Loving Responsibility

When you take responsibility for something it teaches you to love it. The journey together does not always start in a state of liking however, only the promise of connection and the possibility of growth.

 

Togethering

The best relationships are like a three ring circus. Each person has his/her own interests and sphere of influence but the ring that brings them together is always the main attraction.

Always Another Way to Look at Things

How do you approach challenging situations? As a fault finder or as a problem solver? As a victim, or as a participant?

There’s always another way to look at things.

Whatever you invite into your life you have a responsibility to love.

Repairing the David

It’s easier to repair a marble statue than a human being.
People need to be recalibrated from the inside out.

 

Journey – or treadmill?

Is your life a journey, or a treadmill? An adventure story, or a tale of survival?

As authors of our own life stories we craft many scripts for ourselves. In our starring roles the actions we take dictate the scenes and the story line creates the narrative.

As authors we can change the stories, at any time.

From the Outside Looking In

When reflecting on our own behavior it’s often said that hindsight is 20/20. I’ve come to suspect that same clarity of vision from the outside looking in.

What do we see when observing others?
How do we interpret what we see?

Do we share our perspectives?
How do we share our perspectives?

Observation. Interpretation. Communication.

Or not.

Waking Up

Becoming ourselves, by being ourselves, is our chief assignment.
There is nothing more important than waking up.
Opening to Life lets it reveal us to ourselves.

Full Expression

In a lively exchange recently a beloved and erudite friend of mine who pays her rent by selling words threw out the phrase “full expression.” We had been talking about things like purpose and what’s next and rather than make an assumption I asked what that meant to her. Though I’ve revisited the conversation with her several times she has still not been able to craft its definition.  It’s as if the phrase came to her full blown and like a koan its meaning, even to her, is elusive.

More recently I heard a story about what full expression is not. A long-married friend of a friend has let her husband design and decorate their home, inside and out because “he likes that kind of thing” and she “doesn’t care.” The tale came out during the woman’s visit to our mutual friend’s new home and she said of the eclectic furnishings, “I bet everything has a story” (it does). She went on to say that she had no idea how and with what items she would decorate a new living space and that’s when the rest of the story came out.

I’m pretty sure that full expression involves more than being in touch with your inner decorator. It seems to me that it is more than demonstrating or creating anything. Not contingent upon circumstance it is more about being fully present – no matter what.

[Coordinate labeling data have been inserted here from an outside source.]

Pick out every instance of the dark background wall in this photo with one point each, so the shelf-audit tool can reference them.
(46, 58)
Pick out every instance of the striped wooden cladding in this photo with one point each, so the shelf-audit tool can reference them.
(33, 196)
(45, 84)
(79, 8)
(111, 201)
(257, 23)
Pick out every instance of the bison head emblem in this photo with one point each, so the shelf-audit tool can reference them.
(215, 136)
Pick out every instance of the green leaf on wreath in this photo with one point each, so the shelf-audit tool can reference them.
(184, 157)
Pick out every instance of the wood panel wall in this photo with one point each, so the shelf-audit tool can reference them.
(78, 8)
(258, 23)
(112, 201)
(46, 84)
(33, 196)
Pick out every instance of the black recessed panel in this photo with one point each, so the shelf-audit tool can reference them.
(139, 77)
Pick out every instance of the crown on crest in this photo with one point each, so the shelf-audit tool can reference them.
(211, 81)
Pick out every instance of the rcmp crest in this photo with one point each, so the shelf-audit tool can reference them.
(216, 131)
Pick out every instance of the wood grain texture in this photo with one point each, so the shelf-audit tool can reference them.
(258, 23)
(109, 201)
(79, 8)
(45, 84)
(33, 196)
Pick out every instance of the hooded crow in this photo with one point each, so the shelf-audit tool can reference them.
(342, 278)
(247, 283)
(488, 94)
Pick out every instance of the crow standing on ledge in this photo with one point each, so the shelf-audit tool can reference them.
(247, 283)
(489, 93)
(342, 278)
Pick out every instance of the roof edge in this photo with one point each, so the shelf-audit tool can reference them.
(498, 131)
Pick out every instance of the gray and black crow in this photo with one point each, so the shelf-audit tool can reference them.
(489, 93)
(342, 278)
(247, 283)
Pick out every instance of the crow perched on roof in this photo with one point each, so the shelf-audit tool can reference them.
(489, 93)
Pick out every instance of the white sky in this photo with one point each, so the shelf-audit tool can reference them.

What does it mean to you to live your life with Full Expression?
And how do you know when you are not?

Challenge Your Assumptions

The thing about assumptions
 is no more can you make them of others
than they can make them of you.
Keys #48

Assumptions often lead to expectations.

When you have expectations of someone
it’s like you have asked them to assume a role
before you have given them a chance to read the script.
Keys # 50

Expectations often lead to disappointment. Disapproval, scolding and fault-finding are all markers on the continuum of disappointment.

Be mindful of your assumptions before you act.  Don’t sweat the small stuff.

Every day unfolds a new normal.

You don’t have to have an Albert Einstein brain to have a Mother Teresa heart.

A Story Listener

In my reading recently I was reminded of the 10,000 hour tipping point of mastery, first introduced to most of us by Malcolm Gladwell in his book Outliers. For most of my life, personally and in the majority of my vocational pursuits I have been listening to people’s stories, a story listener. By studying Earth School lesson plans and reframing the stories about them I have also become a story weaver.

I have logged well over 10,000 hours in these pursuits.

Paradise – with a caveat

The Monk on the Block recently returned from a vacation in paradise, Hawaii at its most charming. Contrary to the seemingly peaceful ambiance of this eden was the array of signs to be found there warning of potential hazards and risks in the area. On reflection the incongruence seemed to him a metaphor for life and when he got home he had this tee shirt made –

Take no risk and there is no reward.
Keys # 45

The next step is not the last step.

The only way you can make a wrong step is to not put your foot down and move on. There are no mistakes only learning experiences.

The next step is not the last step. It is just the next step.

Life Steps

Don’t take absence personally, nor presence for granted.

Beyond Survival

In recounting his journey through decades of arduous “life situation challenges, enduring numerous business and personal losses” a friend was told by his confidant, “You are a master survivor if there ever was one.” As he relayed the story to me my friend went onto say that he realized that was a valid observation. “I’ve become a Master Survivor, he added but somewhere along the way he said it seemed that he had “misplaced other self definitions: healer, helper, lover, entertainer, musician, creator.”

I’m not sure there are actual awards for achieving Master Survivor status but I congratulated him none-the-less on the important milestone. I suggested that he might be ready for a new Life course, Thriving. Some of its homework includes ferreting out those lost “other self definitions” and making the effort to wear one or more of them daily.

Which of your selves will you don today?

Who are we? Really?

A “frame” is an apt name for our body. It frames our earthly experience.
But we are not the frame. We are the Life out picturing through it.


Friendships Are Portable

Multiple close friends are either in the sorting and packing stages of relocation or actively planning for a move to a new location. Another special friend recently returned from a year’s reinvention adventure. I have learned that distance in not always a function of geography and that intimacy transcends physical proximity.

 “Friendships are not measured by time or togetherness.
But by the time spent together, the thoughts when apart.”
~George Raeburn

 Friendships are portable.

When you aim to be the best you can be, be prepared to work with a moving target.